Despite the turnaround in the commodities space, which has seen metals producers swing from losses to profits, India Inc’s performance in the March quarter has been less than ordinary. That’s despite a favourable base effect — Q4FY17 was the first full quarter post-demonetisation. At 13.6%, the operating profit margin for a sample of 1,528 companies was the lowest in at least eight quarters; in Q4FY18, the OPM contracted by 114 basis points.
Excluding other income, the net profits for the sample actually fell 2.6% y-o-y compared with an increase of 24% y-o-y in Q3FY18. “The Q4FY18 results were generally below expectations and have resulted in moderate downgrades to FY19 and FY20 net profit estimates,” Sanjeev Prasad, managing director, Kotak Institutional Equities wrote, adding the Q4 net profit for the Nifty 50 Index fell 9% y-o-y.
Topline growth has been just about satisfactory suggesting not too many companies have been able to push through big volumes and few have been able to take price increases to pass on the rising input costs. Consequently, profitability has suffered except whether companies have been able to eke out operational efficiencies. For the automobile, cement and pharmaceutical sectors, either realisations or profitability or both were weaker than expected, KIE observed.
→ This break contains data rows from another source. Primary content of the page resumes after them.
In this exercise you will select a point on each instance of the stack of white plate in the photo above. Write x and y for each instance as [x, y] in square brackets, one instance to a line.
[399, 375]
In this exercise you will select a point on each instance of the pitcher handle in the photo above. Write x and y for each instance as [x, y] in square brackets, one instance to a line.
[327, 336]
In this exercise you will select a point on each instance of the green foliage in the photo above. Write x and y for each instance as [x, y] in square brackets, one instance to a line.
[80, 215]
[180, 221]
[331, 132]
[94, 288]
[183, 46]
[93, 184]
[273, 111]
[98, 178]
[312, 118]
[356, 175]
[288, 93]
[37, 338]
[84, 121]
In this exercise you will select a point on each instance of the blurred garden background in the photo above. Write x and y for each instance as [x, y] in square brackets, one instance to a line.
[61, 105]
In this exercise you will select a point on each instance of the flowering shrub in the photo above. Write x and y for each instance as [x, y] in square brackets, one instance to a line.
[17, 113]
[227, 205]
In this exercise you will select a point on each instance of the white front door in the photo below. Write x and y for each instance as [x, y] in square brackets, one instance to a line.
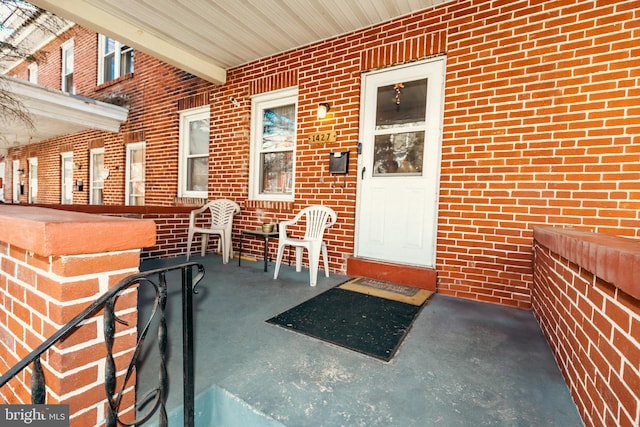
[399, 166]
[16, 181]
[3, 179]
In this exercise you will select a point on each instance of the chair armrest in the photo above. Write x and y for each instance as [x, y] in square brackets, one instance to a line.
[194, 213]
[282, 228]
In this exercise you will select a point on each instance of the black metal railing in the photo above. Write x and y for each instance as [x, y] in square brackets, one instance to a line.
[158, 395]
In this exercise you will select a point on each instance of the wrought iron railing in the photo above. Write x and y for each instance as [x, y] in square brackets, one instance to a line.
[157, 395]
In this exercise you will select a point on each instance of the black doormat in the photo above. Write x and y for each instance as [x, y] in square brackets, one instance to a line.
[364, 323]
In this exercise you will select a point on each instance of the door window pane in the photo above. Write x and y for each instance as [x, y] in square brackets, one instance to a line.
[398, 153]
[399, 132]
[401, 104]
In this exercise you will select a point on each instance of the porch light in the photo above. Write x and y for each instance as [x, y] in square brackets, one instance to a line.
[323, 109]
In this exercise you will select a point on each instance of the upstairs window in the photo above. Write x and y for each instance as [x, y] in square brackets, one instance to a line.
[96, 176]
[114, 59]
[33, 73]
[194, 153]
[273, 143]
[67, 67]
[66, 175]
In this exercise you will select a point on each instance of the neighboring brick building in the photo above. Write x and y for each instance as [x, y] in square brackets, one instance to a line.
[540, 127]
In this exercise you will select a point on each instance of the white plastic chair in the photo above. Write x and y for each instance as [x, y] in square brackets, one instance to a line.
[317, 218]
[222, 212]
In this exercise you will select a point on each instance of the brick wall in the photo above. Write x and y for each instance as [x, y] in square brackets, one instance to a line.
[540, 127]
[590, 313]
[49, 276]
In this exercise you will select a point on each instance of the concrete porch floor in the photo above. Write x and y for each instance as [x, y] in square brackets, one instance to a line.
[463, 363]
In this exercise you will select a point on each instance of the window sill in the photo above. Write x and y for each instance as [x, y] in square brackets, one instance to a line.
[113, 82]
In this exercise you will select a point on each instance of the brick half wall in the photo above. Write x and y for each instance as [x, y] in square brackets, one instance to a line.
[587, 302]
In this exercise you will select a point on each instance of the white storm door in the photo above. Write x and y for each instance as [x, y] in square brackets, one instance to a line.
[399, 166]
[3, 179]
[16, 181]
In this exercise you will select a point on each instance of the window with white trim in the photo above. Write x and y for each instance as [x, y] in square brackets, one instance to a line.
[67, 67]
[66, 178]
[193, 178]
[96, 176]
[114, 59]
[273, 143]
[32, 70]
[135, 174]
[33, 180]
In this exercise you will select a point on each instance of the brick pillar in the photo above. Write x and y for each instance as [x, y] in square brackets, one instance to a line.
[53, 264]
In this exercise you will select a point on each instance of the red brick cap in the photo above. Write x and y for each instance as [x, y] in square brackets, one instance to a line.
[50, 232]
[614, 259]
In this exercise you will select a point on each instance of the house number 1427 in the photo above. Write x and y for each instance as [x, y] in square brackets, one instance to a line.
[322, 137]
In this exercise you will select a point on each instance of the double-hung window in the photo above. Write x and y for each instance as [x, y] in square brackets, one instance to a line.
[67, 178]
[32, 72]
[67, 67]
[273, 143]
[114, 59]
[193, 176]
[135, 174]
[96, 176]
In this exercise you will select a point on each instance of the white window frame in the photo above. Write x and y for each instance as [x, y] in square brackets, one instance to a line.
[186, 117]
[95, 179]
[33, 179]
[117, 53]
[33, 72]
[16, 181]
[67, 49]
[258, 104]
[137, 146]
[3, 180]
[64, 185]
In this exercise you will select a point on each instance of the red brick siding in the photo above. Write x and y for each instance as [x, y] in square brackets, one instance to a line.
[540, 127]
[36, 304]
[593, 329]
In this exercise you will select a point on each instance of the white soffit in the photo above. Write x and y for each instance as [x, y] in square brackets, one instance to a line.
[54, 113]
[208, 37]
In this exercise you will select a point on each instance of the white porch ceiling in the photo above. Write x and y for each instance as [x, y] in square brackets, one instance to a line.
[207, 37]
[54, 113]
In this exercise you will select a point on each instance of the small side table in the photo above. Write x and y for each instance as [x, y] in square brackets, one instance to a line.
[265, 237]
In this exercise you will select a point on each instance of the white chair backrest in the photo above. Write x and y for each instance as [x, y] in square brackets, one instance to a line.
[318, 218]
[222, 211]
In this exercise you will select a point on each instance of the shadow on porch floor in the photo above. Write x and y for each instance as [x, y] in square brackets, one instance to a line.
[463, 362]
Better consumer spends —private final consumption expenditure rose 6.7% y-o-y — helped push up sales of durables and staples as reflected in the volumes for cars, two-wheelers and household products. There is evidence of a pick-up in demand in rural India and managements such as the one at Hero MotoCorp, which sells a very large share of its wheelers in the rural markets, is confident volumes will see a double-digit rise in 2018-19. Mahindra &Mahindra (M&M) reported very strong sales of tractors during the quarter and was even able to take a price increase for some brands.
The low base of 2017-18 will support a sharper increase in corporate profits in 2018-19 with a weaker currency supporting export earnings and improving profitability for commodity players as they leverage scale. With the effects of demonetisation and GST waning and digitsation picking up, the demand for consumer goods too should be robust. Ahead of the elections, the government is expected to spend on rural schemes and compensate farmers in the event they are unable to get a good price for their crops.
Analysts expect the government to roll out infrastructure and housing projects but prices of cement could remain subdued given the abundant capacity. The good news is that the capex cycle may be bottoming out, though it is too soon to call a decisive upturn. While it is true Larsen & Toubro wrote off a big chunk of slow-moving orders in FY18, consequently lowering the engineering firm’s order backlog, the management’s guidance of a 10-12% increase in orders in FY19, is encouraging. To be sure, much of the capex is still driven by government. The L&T management noted there were nascent signs of a recovery in private corporate capex but believes a meaningful uptick is about two years away. The modest base notwithstanding, BHEL’s orders in FY18 were up more than 70%.
However, the power sector continues to do poorly, thanks to the lack of affordable fuel. Plants that use imported coal are in trouble with the price of the fuel having shot up. Adani Power’s large losses stemmed partly from commercial shutdowns at its Mundra unit that is now unviable. JSW Energy reported a fall in revenues because it generated less power and realisations were weaker. The government’s continuing spends on infrastructure will keep the economy going as will a good monsoon. But, a break-out growth level—and better corporate earnings—will require private sector capex to come back. So far, there are no signs of this happening in the near future.